Hillel Fresh

A student-designed Shabbat dinner program that started as a research project at UVM and became one of the largest events on campus. Six years later, it's still running — with its own farm plot, its own leadership pipeline, and 1,600 students co-hosting meals each year.

Who We Worked With
UVM Hillel, Springboard Fellowship
Partners
Frankie Day-Lyon
Services
Research & Strategy, Product & Experience
Project Fun Fact
1/14th the cost of comparable programs at other top-performing Hillels

A Shabbat experience that thousands of students built themselves — and never stopped building.

UVM Hillel had a problem: they were reaching a third of their students, and the other two-thirds weren’t walking through the door.

The usual instinct would be to host bigger, louder events inside the building.

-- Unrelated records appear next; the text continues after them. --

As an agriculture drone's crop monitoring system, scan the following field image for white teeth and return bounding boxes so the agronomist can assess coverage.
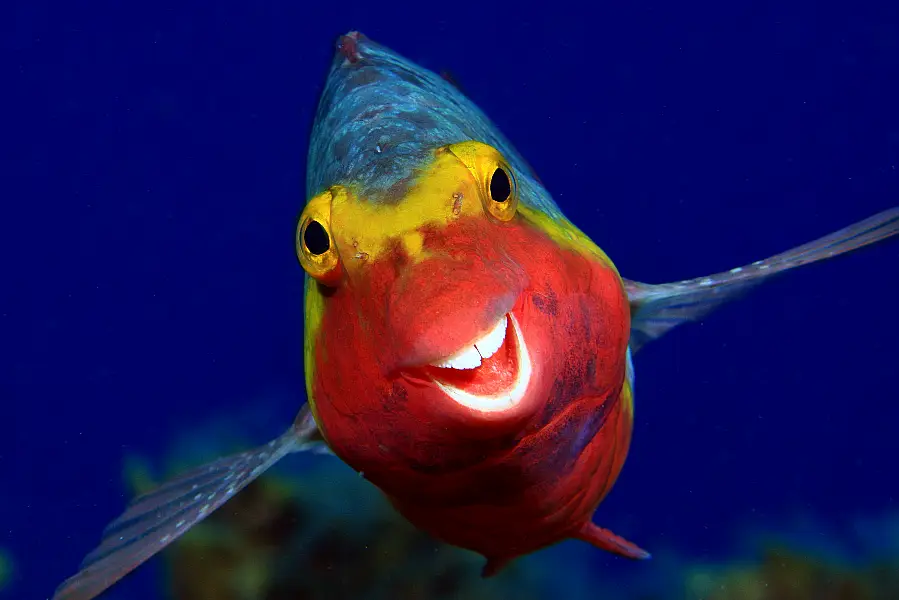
[434,315,533,413]
[474,315,509,358]
[431,346,481,369]
[431,315,509,369]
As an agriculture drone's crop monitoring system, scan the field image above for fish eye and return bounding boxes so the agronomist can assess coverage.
[490,167,512,202]
[295,190,343,286]
[485,165,518,221]
[303,219,331,256]
[441,140,518,221]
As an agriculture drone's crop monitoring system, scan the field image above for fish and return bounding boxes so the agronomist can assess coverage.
[53,32,899,600]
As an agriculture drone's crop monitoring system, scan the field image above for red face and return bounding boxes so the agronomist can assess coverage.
[298,141,630,549]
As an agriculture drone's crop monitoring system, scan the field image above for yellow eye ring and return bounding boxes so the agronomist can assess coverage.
[445,141,518,222]
[294,190,343,287]
[484,164,518,221]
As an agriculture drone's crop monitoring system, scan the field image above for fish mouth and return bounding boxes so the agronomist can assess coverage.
[424,312,533,413]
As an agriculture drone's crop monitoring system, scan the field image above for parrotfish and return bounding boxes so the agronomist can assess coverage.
[54,32,899,600]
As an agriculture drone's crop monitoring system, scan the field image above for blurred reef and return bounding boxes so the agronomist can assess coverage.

We went the other direction. We recruited a cross-section of students — including the ones who had actively walked away from Hillel — trained them in human-centered design, and spent two months interviewing everyone from weekly regulars to students who refused to set foot inside the building.

What we found: students wanted to celebrate Shabbat, but on their own terms, with their own friends, in their own homes. They didn’t want to attend a program. They wanted to build something.

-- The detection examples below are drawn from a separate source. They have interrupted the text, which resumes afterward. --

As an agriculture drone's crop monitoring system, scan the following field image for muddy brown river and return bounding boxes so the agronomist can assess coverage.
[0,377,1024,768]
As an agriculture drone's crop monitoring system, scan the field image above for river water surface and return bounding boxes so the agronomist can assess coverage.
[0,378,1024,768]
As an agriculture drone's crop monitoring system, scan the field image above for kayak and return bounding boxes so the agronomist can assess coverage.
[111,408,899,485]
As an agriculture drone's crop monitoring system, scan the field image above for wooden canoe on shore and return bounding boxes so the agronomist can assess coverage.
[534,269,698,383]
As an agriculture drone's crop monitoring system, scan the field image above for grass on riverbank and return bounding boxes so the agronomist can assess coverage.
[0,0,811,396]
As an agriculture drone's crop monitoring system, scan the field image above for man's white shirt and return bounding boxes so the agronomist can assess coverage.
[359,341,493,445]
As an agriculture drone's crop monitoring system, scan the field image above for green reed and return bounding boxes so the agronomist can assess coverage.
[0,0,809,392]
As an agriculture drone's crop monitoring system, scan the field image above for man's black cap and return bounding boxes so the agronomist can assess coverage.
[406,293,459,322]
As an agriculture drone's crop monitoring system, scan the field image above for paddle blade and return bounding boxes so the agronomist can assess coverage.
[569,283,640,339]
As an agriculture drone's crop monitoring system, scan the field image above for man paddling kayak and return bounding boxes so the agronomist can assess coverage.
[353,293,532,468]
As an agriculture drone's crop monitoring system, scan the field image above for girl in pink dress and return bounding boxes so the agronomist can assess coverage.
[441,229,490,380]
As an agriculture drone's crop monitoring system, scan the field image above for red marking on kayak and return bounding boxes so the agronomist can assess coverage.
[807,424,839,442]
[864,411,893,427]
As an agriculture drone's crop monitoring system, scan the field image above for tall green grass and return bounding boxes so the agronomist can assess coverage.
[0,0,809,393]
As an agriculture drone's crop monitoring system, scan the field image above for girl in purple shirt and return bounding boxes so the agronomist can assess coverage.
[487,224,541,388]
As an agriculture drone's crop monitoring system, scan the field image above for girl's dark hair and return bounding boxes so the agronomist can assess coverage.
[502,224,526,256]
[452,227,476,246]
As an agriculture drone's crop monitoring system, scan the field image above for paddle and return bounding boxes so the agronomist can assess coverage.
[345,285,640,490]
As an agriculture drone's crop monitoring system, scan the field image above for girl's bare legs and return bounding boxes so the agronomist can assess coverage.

So we created Hillel Fresh: a Shabbat experience kit delivered to students’ doors with everything they needed to cook and host their own dinner for as many people as they wanted — Jewish or not. Each kit came with locally sourced, plant-based recipes, ritual guides designed to be meaningful for people of every background, and custom wall art commissioned for each meal.

The students didn’t just participate. They became the builders. Most hosts continued leading Shabbats on their own between program runs — without any resources from us. That’s the signal we were looking for: not engagement, but ownership.

The first Hillel Fresh prototypes became UVM Hillel’s largest event of Spring 2019. By 2020, a single run exceeded the combined size of all five 2019 prototypes by 50%. Two years after we fully transferred the project to student leaders, it kept growing. In Spring 2021, 1,600 students co-hosted a Hillel Fresh and 2,000 received food from the student-built Hillel Farm.

Today, six years later, Hillel Fresh is still running — with its own farm plot, its own student leadership pipeline, and a cost structure 1/14th that of comparable programs at other top-performing Hillels.

The best design doesn’t give people an experience. It gives them ownership.

When I was at Hillel for Shabbat, I used to feel like I was only Jew-ish. After I hosted Hillel Fresh, seeing all my friends looking up to me to lead us through the rituals, I realized that celebrating traditions like this can be really special because it gave us the permission to do something wonderful and out of the ordinary. Now I really like going back to Hillel, because I know all my friends will be there and I feel that I am Jewish enough.